Sophia Loren - Aida; Renata Tebaldi - Aida (singing voice); Lois Maxwell - Amneris; Ebe Stignani - Amneris (singing voice); Luciano Della Marra - Radamès; Giuseppe Campora - Radamès (singing voice); Afro Poli - Amonasro; Gino Bech - Amonasro (singing voice); Antonio Cassinelli - Ramfis; Giulio Neri - Ramfis (singing voice). Directed by Clemente Fracassi. Screenplay by Clemente Fracassi. Rome Opera Ballet Corps. Italian State Radio Orchestra, Giuseppe Morelli (cond.).

Qualiton 616 [DVD]

$18.99  Click to buy

Perhaps avid fans of the actress will want this, as she is in her youthful prime here and, despite some rather heavy "darkening" make-up, a gorgeous spectacle in herself. Certain devotees of dated, even corny cinema may find some pleasure as well.

But for those who love the opera, this DVD should be avoided. Cut down to about 90 minutes, the film employs a dull narrator linking the scenes with rudimentary plot points, spoken in English over music. The first words? "As the opera begins...." That is damage enough. However, if the film were otherwise in good condition, some enjoyment might still be found. The film is not, however, in good condition. There are many slight skips and jumps in the editing. The overture is butchered, starting with the "triumphal march" before cutting back to what Verdi actually composed. The director even interposes a flashback at one point, showing the havoc the Ethiopians (looking like extras from a bad Tarzan movie) had wreaked on the Egyptians. The climax is butchered by both poor film quality and bad direction, and as a capper, recorded applause ends the show. Incomprehensible. The sets and costumes do have an old-time appeal, but the cinematography has lost its luster, with the colors often washed-out.

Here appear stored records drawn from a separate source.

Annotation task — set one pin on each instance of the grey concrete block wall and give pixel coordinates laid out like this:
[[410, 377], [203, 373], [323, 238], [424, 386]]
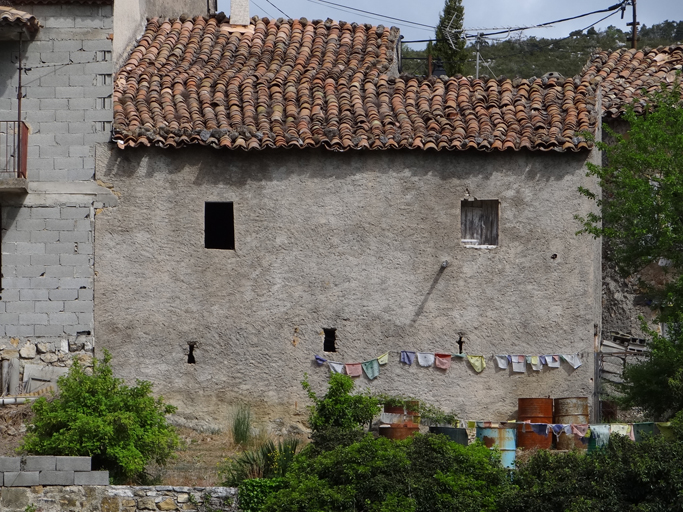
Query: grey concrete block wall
[[67, 88], [47, 269]]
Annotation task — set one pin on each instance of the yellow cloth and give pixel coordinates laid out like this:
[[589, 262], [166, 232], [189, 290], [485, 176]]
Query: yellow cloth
[[477, 363]]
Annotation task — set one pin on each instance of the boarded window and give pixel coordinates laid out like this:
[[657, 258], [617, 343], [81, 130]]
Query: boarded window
[[219, 226], [479, 223]]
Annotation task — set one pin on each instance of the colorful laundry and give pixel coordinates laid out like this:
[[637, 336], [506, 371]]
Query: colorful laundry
[[519, 364], [580, 431], [536, 363], [407, 357], [553, 361], [371, 368], [425, 358], [443, 361], [572, 359], [478, 363], [502, 362], [354, 369], [335, 367], [601, 434]]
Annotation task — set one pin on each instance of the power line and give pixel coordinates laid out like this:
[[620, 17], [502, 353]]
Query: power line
[[264, 11], [283, 12], [379, 15]]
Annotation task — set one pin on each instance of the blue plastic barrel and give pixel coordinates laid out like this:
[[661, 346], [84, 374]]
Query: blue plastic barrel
[[503, 438]]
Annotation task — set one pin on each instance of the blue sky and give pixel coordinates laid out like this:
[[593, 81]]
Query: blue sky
[[478, 13]]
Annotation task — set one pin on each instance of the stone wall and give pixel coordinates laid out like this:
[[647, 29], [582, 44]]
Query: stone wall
[[350, 241], [118, 499]]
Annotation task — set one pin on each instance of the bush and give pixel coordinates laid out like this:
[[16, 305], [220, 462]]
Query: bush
[[338, 417], [254, 493], [122, 428], [646, 476], [267, 461], [423, 473]]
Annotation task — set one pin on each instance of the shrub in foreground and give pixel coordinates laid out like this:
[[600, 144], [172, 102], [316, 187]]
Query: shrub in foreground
[[122, 428]]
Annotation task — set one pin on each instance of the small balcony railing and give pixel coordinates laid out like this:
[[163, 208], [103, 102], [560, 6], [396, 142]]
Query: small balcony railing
[[13, 149]]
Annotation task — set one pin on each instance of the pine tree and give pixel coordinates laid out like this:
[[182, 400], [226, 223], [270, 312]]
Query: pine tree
[[450, 47]]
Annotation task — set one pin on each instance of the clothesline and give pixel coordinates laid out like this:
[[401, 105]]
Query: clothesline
[[443, 361]]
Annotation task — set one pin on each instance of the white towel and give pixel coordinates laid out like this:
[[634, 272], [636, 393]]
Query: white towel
[[425, 359], [572, 359], [336, 367], [502, 362]]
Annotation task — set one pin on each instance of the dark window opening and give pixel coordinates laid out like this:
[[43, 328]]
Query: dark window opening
[[479, 223], [329, 345], [219, 226]]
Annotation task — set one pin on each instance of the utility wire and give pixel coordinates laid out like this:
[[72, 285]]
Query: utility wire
[[262, 9], [283, 12], [379, 15]]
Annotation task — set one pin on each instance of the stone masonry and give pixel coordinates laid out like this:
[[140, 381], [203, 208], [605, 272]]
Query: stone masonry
[[46, 302], [118, 498]]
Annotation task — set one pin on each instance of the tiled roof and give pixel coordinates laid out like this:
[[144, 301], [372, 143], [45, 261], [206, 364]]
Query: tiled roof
[[300, 84], [10, 17], [622, 75]]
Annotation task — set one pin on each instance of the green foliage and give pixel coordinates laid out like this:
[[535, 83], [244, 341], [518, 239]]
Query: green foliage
[[339, 408], [254, 493], [269, 460], [424, 473], [241, 425], [625, 476], [642, 222], [450, 46], [122, 428]]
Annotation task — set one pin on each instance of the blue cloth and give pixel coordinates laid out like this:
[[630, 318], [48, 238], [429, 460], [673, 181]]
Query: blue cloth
[[407, 357]]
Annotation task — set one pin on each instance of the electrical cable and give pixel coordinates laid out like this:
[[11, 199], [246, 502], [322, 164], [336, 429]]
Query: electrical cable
[[262, 9], [378, 15], [283, 12]]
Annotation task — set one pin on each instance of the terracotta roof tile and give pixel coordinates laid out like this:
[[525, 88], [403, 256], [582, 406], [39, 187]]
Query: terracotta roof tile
[[622, 75], [10, 17], [299, 84]]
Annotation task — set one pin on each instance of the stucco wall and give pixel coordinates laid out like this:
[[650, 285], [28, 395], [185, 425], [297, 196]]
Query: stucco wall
[[351, 241]]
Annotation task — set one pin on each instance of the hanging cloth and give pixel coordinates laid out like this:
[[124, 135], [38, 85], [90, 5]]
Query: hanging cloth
[[601, 434], [443, 361], [572, 359], [335, 367], [536, 363], [477, 363], [502, 362], [407, 357], [519, 364], [371, 368], [553, 361], [425, 358], [353, 369]]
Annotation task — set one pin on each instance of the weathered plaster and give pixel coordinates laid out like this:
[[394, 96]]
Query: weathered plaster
[[353, 241]]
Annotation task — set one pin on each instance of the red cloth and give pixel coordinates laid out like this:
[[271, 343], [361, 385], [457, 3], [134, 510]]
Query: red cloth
[[354, 369], [443, 361]]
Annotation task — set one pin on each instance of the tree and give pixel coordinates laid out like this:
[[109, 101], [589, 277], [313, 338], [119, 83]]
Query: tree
[[450, 47], [122, 428], [642, 221]]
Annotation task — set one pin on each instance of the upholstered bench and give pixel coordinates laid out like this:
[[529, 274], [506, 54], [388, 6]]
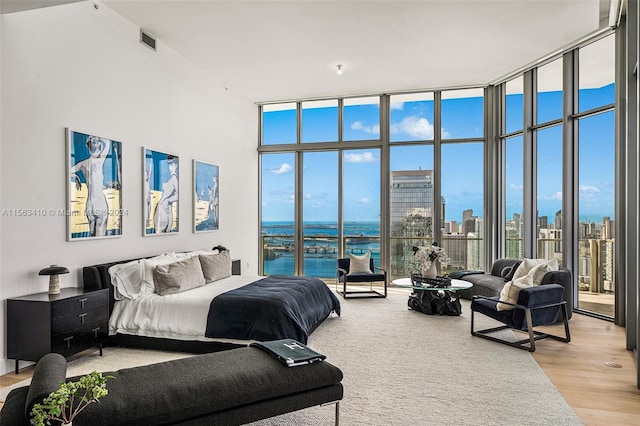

Besides Loren, the other actors try their best, although the lip-syncing is often inadequate. Only the Radames (sung by Giuseppe Campora) is weak, a skinny pretty boy named Luciano Della Marra.

The DVD offers no booklet (at least the review copy didn't). Neither are subtitles provided, and there are only a few chapter selections. But never mind. Even with those features, this DVD would not be a satisfactory Aida for any but those understandably besotted with the beauty of the young Loren.